Russian tiltrotor STOL/VTOL concept

The Mil Mi-30 Vintoplan was a Russian tiltrotor STOL/VTOL concept that originated in 1972. The Vintoplan would have been a transport aircraft for up to 19 passengers or two tons of cargo. Its purpose was to replace the Mi-8 and Mi-17 helicopters.

== Design and things ==
The first tiltrotor aircraft companies were founded in the 1940s; the Vintoplan project was picked up and continued by these companies a few years after the first development. The Mil Design Bureau closely followed the tiltrotor projects at Bell Helicopters, and the concept that Bell proposed seemed to them convincing. In 1972 Mil designers initiated a similar design, the Mi-30. At the beginning of the 1980s, scientists and helicopter designers assembled a design and several layouts for this complicated aircraft, the original design of the Mil Mi-30 Vintoplan was expected to use a TV3-117 turboshaft engine with a four-bladed propeller rotor on each wing. The original design of the Mil Mi-30 had several problems: Aeroelasticity, dynamics of construction, characteristics for the converter apparatuses, aerodynamics and flight dynamics. The Vintoplan went through several different designs and layouts, shifting from having 2 engines to 3 or 4 engines and back to 2 engines.

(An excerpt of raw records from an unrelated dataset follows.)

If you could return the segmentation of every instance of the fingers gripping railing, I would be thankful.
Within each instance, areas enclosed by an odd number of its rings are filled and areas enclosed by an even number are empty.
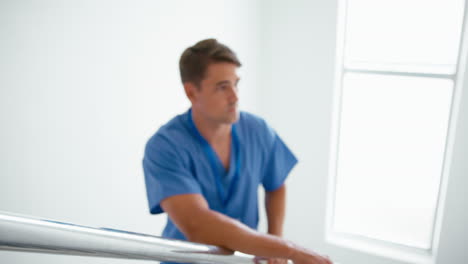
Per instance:
[[[199,264],[254,263],[254,256],[215,246],[1,211],[0,250]]]

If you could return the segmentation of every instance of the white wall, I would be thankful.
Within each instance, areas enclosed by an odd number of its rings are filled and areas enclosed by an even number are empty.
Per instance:
[[[320,250],[328,173],[336,1],[264,1],[261,112],[299,159],[286,236]],[[320,187],[319,187],[320,186]]]
[[[468,18],[465,17],[465,26],[467,21]],[[437,264],[465,263],[468,259],[468,29],[464,30],[465,50],[460,63],[463,81],[462,89],[456,91],[459,96],[455,105],[459,104],[459,110],[454,115],[457,126],[454,132],[450,177],[445,193]]]
[[[178,59],[216,37],[256,111],[259,1],[1,1],[0,211],[159,235],[146,140],[189,106]],[[0,251],[0,263],[141,263]]]

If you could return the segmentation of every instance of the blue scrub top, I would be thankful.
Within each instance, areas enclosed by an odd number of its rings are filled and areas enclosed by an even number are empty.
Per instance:
[[[297,159],[275,131],[253,114],[241,112],[234,130],[237,140],[232,137],[229,171],[225,171],[217,156],[207,154],[191,124],[190,110],[162,126],[149,139],[143,159],[150,212],[163,213],[160,202],[165,198],[196,193],[203,195],[211,210],[257,229],[258,186],[262,184],[266,191],[281,187]],[[224,197],[219,183],[227,192]],[[163,237],[187,240],[170,218]]]

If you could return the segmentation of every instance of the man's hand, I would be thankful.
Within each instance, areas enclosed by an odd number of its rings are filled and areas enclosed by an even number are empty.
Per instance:
[[[254,261],[255,264],[288,264],[288,260],[283,258],[255,257]]]
[[[294,264],[333,264],[328,256],[321,256],[316,253],[308,253],[302,259],[293,260]],[[287,259],[283,258],[264,258],[255,257],[255,264],[288,264]]]
[[[328,256],[322,256],[306,248],[298,249],[292,256],[294,264],[333,264]]]

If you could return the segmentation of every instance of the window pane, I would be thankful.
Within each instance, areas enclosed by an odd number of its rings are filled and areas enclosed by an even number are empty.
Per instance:
[[[453,82],[347,73],[334,229],[428,249]]]
[[[455,72],[463,0],[348,0],[346,67]]]

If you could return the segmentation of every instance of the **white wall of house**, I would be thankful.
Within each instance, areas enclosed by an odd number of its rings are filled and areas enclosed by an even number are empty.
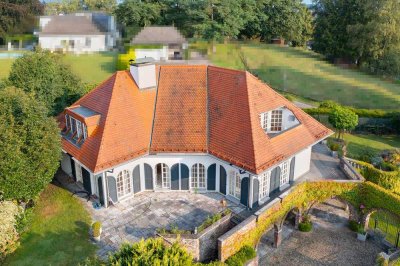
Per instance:
[[[70,41],[74,44],[71,45]],[[50,51],[65,50],[74,53],[107,50],[105,35],[46,35],[39,36],[39,45]]]
[[[71,171],[70,169],[70,164],[68,163],[67,155],[63,155],[63,160],[61,163],[62,169],[64,172]],[[296,180],[300,176],[304,175],[310,170],[310,160],[311,160],[311,147],[308,147],[307,149],[297,153],[295,156],[296,158],[296,163],[294,167],[294,179]],[[293,157],[291,157],[293,158]],[[290,160],[291,158],[288,159],[289,163],[289,171],[290,171]],[[76,169],[76,176],[78,181],[82,182],[82,174],[80,171],[80,163],[75,160],[75,169]],[[233,176],[240,176],[240,180],[242,180],[244,177],[250,177],[250,182],[249,182],[249,205],[252,206],[253,203],[253,180],[258,179],[260,180],[261,175],[252,175],[249,172],[246,171],[241,171],[239,167],[230,165],[227,162],[224,162],[214,156],[208,155],[208,154],[155,154],[155,155],[146,155],[140,158],[137,158],[135,160],[131,160],[129,162],[123,163],[121,165],[115,166],[113,169],[108,169],[107,171],[102,171],[98,173],[91,173],[91,185],[92,185],[92,193],[96,194],[99,196],[99,188],[98,188],[98,182],[97,179],[99,176],[106,175],[107,177],[114,177],[117,179],[117,176],[120,172],[127,170],[130,173],[130,178],[132,178],[132,173],[133,169],[139,165],[140,168],[140,186],[141,186],[141,191],[145,190],[145,170],[144,170],[144,164],[148,164],[152,167],[153,171],[153,187],[155,188],[156,191],[160,192],[176,192],[176,190],[168,190],[168,189],[156,189],[156,165],[159,163],[164,163],[168,166],[169,168],[169,173],[171,173],[171,167],[174,164],[181,163],[185,164],[189,168],[189,185],[191,185],[191,178],[192,178],[192,166],[201,163],[205,167],[205,178],[206,178],[206,184],[207,184],[207,169],[210,165],[216,164],[216,186],[215,186],[215,191],[220,191],[220,166],[223,166],[226,170],[227,174],[227,180],[226,180],[226,193],[227,193],[227,198],[230,200],[239,203],[240,202],[240,196],[239,197],[234,197],[233,195],[229,195],[229,184],[230,184],[230,179]],[[69,165],[69,168],[68,168]],[[281,165],[281,164],[280,164]],[[266,172],[271,172],[276,166],[279,165],[274,165],[273,167],[269,168],[266,170]],[[82,166],[84,167],[84,166]],[[171,177],[171,175],[170,175]],[[260,180],[261,181],[261,180]],[[105,181],[104,181],[105,182]],[[285,187],[287,187],[289,183],[285,184]],[[207,191],[206,189],[194,189],[190,188],[191,191]],[[260,190],[261,190],[261,183],[260,183]],[[132,193],[123,196],[122,198],[118,198],[118,201],[124,200],[126,198],[133,197],[133,182],[131,182],[131,191]],[[267,198],[264,198],[264,201]],[[260,199],[260,203],[263,201]]]
[[[69,176],[72,176],[71,159],[66,153],[62,153],[61,169]]]
[[[310,171],[311,147],[296,154],[296,164],[294,167],[294,180]]]
[[[282,108],[282,130],[287,130],[300,124],[296,116],[287,108]]]
[[[164,46],[160,49],[135,49],[135,57],[146,58],[151,57],[156,61],[166,61],[168,60],[168,46]]]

In 1981 an issued decree on the development of the Mi-30 Vintoplan made a proposal to the customer and institutions at MAP, shortly after the military approved of the Vintoplan but desired bigger, more powerful engines. In the development the weight capacity was raised to 3–5 tons, and the passenger limit was raised to 32. In 1986–1995 the Mil Mi-30 was included in the program of armaments. However, due to the collapse of the Soviet Union and its economy, the Mil Mi-30 did not succeed in the new age of technology.

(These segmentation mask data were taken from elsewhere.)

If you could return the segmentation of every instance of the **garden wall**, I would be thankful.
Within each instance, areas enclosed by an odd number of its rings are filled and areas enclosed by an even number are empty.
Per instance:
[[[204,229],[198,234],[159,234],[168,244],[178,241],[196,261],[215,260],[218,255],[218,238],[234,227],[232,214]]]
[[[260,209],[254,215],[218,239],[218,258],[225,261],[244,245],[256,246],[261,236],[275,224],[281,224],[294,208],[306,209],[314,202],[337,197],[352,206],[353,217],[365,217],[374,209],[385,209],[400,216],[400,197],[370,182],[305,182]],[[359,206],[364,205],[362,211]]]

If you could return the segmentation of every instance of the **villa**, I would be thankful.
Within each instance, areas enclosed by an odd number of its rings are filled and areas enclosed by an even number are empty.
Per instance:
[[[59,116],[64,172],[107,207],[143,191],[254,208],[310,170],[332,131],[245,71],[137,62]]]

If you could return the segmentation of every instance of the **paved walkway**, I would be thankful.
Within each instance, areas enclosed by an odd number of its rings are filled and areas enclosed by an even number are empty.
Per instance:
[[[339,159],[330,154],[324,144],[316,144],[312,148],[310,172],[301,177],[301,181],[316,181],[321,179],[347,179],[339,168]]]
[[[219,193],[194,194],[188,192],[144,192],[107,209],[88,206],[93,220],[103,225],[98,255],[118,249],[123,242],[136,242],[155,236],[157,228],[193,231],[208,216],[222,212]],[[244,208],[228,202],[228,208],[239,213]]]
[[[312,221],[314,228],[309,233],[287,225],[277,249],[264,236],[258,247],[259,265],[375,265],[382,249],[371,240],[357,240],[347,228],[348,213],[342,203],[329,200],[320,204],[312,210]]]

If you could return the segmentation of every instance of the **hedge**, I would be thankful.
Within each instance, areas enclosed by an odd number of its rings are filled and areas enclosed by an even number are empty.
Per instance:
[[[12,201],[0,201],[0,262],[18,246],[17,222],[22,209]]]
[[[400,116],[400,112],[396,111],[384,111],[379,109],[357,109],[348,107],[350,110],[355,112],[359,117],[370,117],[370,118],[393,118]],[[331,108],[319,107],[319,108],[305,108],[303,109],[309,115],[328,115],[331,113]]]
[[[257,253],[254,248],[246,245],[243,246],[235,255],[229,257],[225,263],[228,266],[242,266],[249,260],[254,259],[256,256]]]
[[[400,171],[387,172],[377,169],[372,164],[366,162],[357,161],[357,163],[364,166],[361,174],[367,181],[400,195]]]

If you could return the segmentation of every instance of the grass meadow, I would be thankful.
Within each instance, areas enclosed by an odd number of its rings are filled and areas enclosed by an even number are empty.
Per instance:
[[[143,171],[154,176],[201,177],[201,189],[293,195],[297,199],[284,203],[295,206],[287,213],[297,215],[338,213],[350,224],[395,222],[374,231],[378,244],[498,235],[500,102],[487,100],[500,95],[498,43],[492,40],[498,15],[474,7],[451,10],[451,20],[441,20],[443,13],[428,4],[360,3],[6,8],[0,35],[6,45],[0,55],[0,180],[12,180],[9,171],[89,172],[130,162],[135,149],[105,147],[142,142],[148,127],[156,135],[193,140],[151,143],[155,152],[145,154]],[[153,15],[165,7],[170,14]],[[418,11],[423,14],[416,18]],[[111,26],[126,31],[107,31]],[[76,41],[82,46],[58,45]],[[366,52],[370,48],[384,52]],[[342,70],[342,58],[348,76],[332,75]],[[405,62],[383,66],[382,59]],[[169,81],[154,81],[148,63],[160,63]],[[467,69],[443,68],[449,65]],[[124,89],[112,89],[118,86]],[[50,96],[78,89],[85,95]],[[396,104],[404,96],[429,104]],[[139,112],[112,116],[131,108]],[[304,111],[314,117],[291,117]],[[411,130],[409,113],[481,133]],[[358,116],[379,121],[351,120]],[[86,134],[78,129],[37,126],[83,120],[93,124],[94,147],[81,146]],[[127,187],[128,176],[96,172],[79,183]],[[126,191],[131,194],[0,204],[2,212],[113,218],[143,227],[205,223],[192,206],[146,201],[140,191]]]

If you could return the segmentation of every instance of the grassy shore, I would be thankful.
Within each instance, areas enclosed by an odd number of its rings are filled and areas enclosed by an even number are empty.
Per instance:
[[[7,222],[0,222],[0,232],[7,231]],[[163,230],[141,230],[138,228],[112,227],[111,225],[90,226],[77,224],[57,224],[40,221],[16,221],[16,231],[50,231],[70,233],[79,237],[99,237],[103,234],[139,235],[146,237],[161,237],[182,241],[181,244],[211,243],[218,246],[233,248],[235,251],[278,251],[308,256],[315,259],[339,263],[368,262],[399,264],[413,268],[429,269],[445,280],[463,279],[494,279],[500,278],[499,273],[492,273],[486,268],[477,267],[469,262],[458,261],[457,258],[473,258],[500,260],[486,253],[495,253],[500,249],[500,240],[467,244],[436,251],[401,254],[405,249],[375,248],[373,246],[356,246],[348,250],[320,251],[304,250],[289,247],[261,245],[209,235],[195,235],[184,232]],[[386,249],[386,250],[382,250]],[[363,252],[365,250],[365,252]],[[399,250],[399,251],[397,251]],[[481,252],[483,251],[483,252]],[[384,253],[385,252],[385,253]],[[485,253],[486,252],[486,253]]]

The Mi-30 Vintoplan was included in the 5-year plan in the Soviet Union from 1989 to 1995, but the project was never completed. In the last year, OKB experts in the Soviet Union designed three different models of the Mil Mi-30, each with unique designs- Mi-30S, Mi-30D, and the Mi-30L.

An unmanned tiltrotor project was started in Russia in 2015.